Luego, el investigador uruguayo Álvaro Rico se manifestó "orgulloso del ejemplo argentino". El académico habló de las dificultades que se debieron afrontar en su país para investigar los crímenes de la dictadura y destacó que, entre los documentos consultados, resultaron de relevancia los cables desclasificados por el Departamento Estado de Estados Unidos requeridos por la Argentina.

La Operación Cóndor tuvo su formalización con la firma de un acta el 28 de noviembre de 1975 en Santiago de Chile.
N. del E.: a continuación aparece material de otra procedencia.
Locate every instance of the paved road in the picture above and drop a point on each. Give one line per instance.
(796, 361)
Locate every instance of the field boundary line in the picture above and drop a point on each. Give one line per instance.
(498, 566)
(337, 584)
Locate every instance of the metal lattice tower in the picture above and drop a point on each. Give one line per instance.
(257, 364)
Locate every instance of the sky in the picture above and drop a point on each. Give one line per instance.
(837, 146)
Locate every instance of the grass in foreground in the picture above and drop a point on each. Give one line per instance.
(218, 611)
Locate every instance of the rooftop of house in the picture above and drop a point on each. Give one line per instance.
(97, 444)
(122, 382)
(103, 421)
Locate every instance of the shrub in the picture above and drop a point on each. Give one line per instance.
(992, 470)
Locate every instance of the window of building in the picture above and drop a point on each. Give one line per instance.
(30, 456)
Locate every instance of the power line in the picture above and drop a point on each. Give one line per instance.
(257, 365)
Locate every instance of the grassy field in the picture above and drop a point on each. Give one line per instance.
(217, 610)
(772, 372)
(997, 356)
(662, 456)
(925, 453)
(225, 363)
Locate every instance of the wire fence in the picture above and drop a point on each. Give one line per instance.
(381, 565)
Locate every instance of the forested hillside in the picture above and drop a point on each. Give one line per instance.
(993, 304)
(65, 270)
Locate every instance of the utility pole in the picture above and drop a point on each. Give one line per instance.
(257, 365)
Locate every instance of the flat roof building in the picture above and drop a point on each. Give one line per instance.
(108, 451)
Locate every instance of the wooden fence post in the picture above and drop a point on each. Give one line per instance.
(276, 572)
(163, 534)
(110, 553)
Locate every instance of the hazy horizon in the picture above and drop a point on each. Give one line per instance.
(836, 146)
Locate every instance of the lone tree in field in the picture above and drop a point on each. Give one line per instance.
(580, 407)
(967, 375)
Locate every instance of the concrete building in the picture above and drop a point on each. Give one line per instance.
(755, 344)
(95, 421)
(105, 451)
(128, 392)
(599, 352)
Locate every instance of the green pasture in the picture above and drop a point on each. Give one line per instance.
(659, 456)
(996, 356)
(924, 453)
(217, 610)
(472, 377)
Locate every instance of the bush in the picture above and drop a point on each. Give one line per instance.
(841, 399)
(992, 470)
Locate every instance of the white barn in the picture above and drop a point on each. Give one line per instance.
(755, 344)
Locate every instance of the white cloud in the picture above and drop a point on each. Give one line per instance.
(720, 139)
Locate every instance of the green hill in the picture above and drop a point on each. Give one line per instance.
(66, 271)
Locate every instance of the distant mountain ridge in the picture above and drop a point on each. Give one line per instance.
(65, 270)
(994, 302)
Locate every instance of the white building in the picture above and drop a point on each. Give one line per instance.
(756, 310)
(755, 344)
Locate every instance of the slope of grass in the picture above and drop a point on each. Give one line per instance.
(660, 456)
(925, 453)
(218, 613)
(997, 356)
Rico recordó que representantes militares de su país participaron de las reuniones que derivaron en la firma del acuerdo y en los posteriores encuentros organizativos.

El investigador analizó que la operación muestra la paradoja de las dictaduras de la época, que por un lado afianzaban el discurso de la "soberanía interna" y por el otro aplicaban "la extraterritorialidad represiva". Luego Villegas Beltrán le sumó otra contradicción: "los gobiernos dictatoriales colaboraban entre sí y al mismo tiempo tenían hipótesis de conflicto" entre ellos.

Rico agregó que la Operación Cóndor fue "complementaria a las lógicas represivas locales" y, en ese sentido, señaló que de 192 casos de desaparecidos en su país, 125 sucedieron en Argentina.

El brasileño Jair Krischke, en tanto, realizó un homenaje "a los valientes y altamente calificados fiscales argentinos" que investigan la entente represiva. "Vengo de Brasil, el país de la impunidad, donde no se molesta ni a un cabo de guardia", se presentó.

El histórico militante remarcó que el acta de noviembre de 1975 fue "el bautismo" del Cóndor, pero que en los hechos funcionó desde tiempo antes, y ejemplificó con casos de brasileños que fueron secuestrados en Argentina en 1970 y 1971. Krischke habló enérgicamente de esos casos, blandiendo ante el público los documentos secretos de los servicios de inteligencia brasileños que acreditan los hechos. Destacó además que dos militares de su país que habían actuado en la represión ilegal a la guerrilla de Araguaia, en 1972, fueron los representantes en el acta fundacional del Cóndor. Explicó que, tal como figura en aquel documento, los militares no firmaron porque -adujeron- su participación fue "en carácter de observadores".